Wesley Ruggles was born in the Year of the Ox. Another of the powerful Chinese Zodiac signs, the Ox is steadfast, solid, a goal-oriented leader, detail-oriented, hard-working, stubborn, serious and introverted but can feel lonely and insecure. Takes comfort in friends and family and is a reliable, protective and strong companion. Compatible with Snake or Rooster.
Wesley Ruggles (June 11, 1889 – January 8, 1972) was an American film Director.
He was born in Los Angeles, younger brother of actor Charles Ruggles. He began his career in 1915 as an actor, appearing in a dozen or so silent films, on occasion with Charles Chaplin.
In 1917, he turned his attention to directing, making more than 50 films — including a silent film version of Edith Wharton's novel The Age of Innocence (1924) — before he won acclaim with Cimarron in 1931. The adaptation of Edna Ferber's novel Cimarron, about homesteaders settling in the prairies of Oklahoma, was the first Western to win an Academy Award as Best Picture.
Ruggles followed this success with the light comedy No Man of Her Own (1932) with Clark Gable and Carole Lombard, the comedy I'm No Angel (1933) with Mae West and Cary Grant, College Humor (1933) with Bing Crosby, and Bolero (1934) with George Raft and Carole Lombard.
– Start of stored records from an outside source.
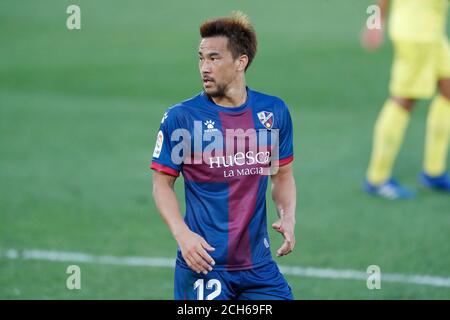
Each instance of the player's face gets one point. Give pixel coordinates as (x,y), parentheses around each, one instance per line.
(217,66)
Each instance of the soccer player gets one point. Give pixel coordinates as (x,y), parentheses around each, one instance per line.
(421,63)
(225,141)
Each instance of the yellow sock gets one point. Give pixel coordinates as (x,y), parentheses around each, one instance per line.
(388,137)
(437,136)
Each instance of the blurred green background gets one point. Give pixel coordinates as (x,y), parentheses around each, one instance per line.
(79,112)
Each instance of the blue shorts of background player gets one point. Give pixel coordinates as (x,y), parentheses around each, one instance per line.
(260,283)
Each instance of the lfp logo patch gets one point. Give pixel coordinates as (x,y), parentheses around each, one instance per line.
(266,118)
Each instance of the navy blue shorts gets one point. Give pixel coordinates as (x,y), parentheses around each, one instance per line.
(261,283)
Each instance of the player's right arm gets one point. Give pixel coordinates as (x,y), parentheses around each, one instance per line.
(372,39)
(194,248)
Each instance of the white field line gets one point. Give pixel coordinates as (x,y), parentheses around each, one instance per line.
(72,257)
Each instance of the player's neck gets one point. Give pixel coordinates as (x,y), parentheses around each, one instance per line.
(234,97)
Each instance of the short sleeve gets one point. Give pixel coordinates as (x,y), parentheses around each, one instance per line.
(163,159)
(286,152)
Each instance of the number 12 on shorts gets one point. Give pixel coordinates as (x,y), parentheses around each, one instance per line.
(211,284)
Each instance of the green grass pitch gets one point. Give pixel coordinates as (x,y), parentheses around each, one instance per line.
(79,112)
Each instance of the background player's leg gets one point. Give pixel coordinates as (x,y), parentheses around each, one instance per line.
(264,283)
(437,139)
(388,137)
(387,140)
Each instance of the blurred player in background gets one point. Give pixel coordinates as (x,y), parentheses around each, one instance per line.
(224,250)
(421,63)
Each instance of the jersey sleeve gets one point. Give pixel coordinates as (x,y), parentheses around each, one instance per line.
(163,160)
(286,152)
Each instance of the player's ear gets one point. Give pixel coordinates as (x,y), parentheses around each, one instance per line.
(242,62)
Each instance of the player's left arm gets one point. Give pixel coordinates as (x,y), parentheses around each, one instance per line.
(284,195)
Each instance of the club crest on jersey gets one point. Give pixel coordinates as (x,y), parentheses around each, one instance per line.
(158,146)
(266,118)
(210,126)
(166,114)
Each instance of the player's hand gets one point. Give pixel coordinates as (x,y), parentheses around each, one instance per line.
(194,251)
(372,39)
(286,227)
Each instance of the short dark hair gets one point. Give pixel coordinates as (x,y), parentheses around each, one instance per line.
(239,31)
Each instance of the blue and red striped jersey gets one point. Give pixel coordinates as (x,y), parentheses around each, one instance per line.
(225,156)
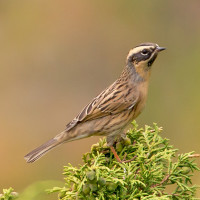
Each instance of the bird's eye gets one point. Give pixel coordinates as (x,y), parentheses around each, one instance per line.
(144,52)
He teamed with the Rank Organisation in 1946 to produce and direct London Town with Sid Field and Petula Clark, based on a story he wrote. The film — British cinema's first attempt at a Technicolor musical extravaganza — is notable as being one of the biggest critical and commercial failures in that country's film history. Ironically, Ruggles had been hired to direct it because as an American, it was thought, he was better equipped to handle a musical — despite the fact that nothing in his past had prepared him to work in the genre. It was his last film. An abridged version was released in the U.S. under the title My Heart Goes Crazy by United Artists in 1953.
Ruggles died January 8, 1972 in Santa Monica and was interred in the Forest Lawn Memorial Park Cemetery in Glendale, California, near his brother, Charles Ruggles. For his contributions to the motion picture industry, he has a star on the Hollywood Walk of Fame at 6400 Hollywood Boulevard.